Writing prompt from Galway Kinnell's "Don't Wait"

Or really, writing prompt from a poem you can’t stop reading, loving, admiring, and needing to engage. I’ve been challenging myself to write a poem in response to a poem that haunts me. It’s a challenge that frames my morning and ruins my placid coffee-guzzling routine.

I learn so much from the prompts and possibilities posted by fellow writers, so I’m going to share this Wait/Don’t Wait experiment in full knowledge that nothing I write in a morning compares with Galway Kinnell’s poems. This statement is both particular and general in its scope. This poem will never be submitted, published, collected, or read. It is a poem for the compost. It is critical to produce a steady stream of poems one is willing to bury. A poet’s task is to feed the flowers, which includes grinding old bones into soil.

Because I love Galway Kinnell’s “Wait”—from the way he touched depression to the way he wove a melody to free it. Kinnell wrote this poem for a student who wanted to die after a love relationship went wrong. Because it is one of my favorite poems and yet—I feel a hollow space in its promise, a sort of positivity that promises we will learn from the suffering of life. I’m not sure I believe this anymore. I’m not sure I need to believe this in order to love living—or to bear the implacable parts.

The Rub: Subvert Your Idol

Pick a poem that you adore, a poem by a famous poet, a poet you admire and emulate. You should have a fear of profaning their poems. This fear is important—it’s where the poem gets its energy.

Start by playing with the title, reading it, feeling its relationship to what the poet wants from the poem. Then subvert it. Flip it. And write into what happens.

(My example in response to Kinnell’s “Wait” is below.)

Don'twait.png

It’s worth watching the poet read this beautiful poem aloud—because watching adds layers to listening, and layers thicken the bed, broaden the available brushstrokes.

And what’s funny to me about this poem is I went in thinking I wanted to argue with Kinnell about whether we “recover” from broken hearts in the context of romantic love. As I wrote into the titular subversion, I discovered my mother—and how I needed to think about love and loss in general, how the intensity of love can attach to unromantic relationships, including parental ones.

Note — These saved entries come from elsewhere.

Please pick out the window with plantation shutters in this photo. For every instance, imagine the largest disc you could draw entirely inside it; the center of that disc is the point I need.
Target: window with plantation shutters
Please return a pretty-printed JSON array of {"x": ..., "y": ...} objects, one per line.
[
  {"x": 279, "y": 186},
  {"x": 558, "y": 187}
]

The point of this post—the point of my daily subversions—is to schedule time for failure. To slot in a space where I write to fail, and then feel through that failure to new subjects. So I wrote the poem above (which is compost) and then discovered the poem I needed to write (which is not compost and not shared here but hopefully appears somewhere someday, ptuie ptuie).

In this way, writing “Don’t Wait” led me to a tension that I probe in a poem I do not plan to compost. But I’m not sure I would have resolved to write into the uncertainty of this space if I hadn’t first discovered its parameters through this writing exercise.

And that, friends, is the risk I need to bring to the page. Alongside the reminder that, if we are writing, then we are producing reams of nonsense alongside a few moonflower vines. And producing those reams is a good thing. A shameless thing. A facet of practice and commitment. Don’t wait.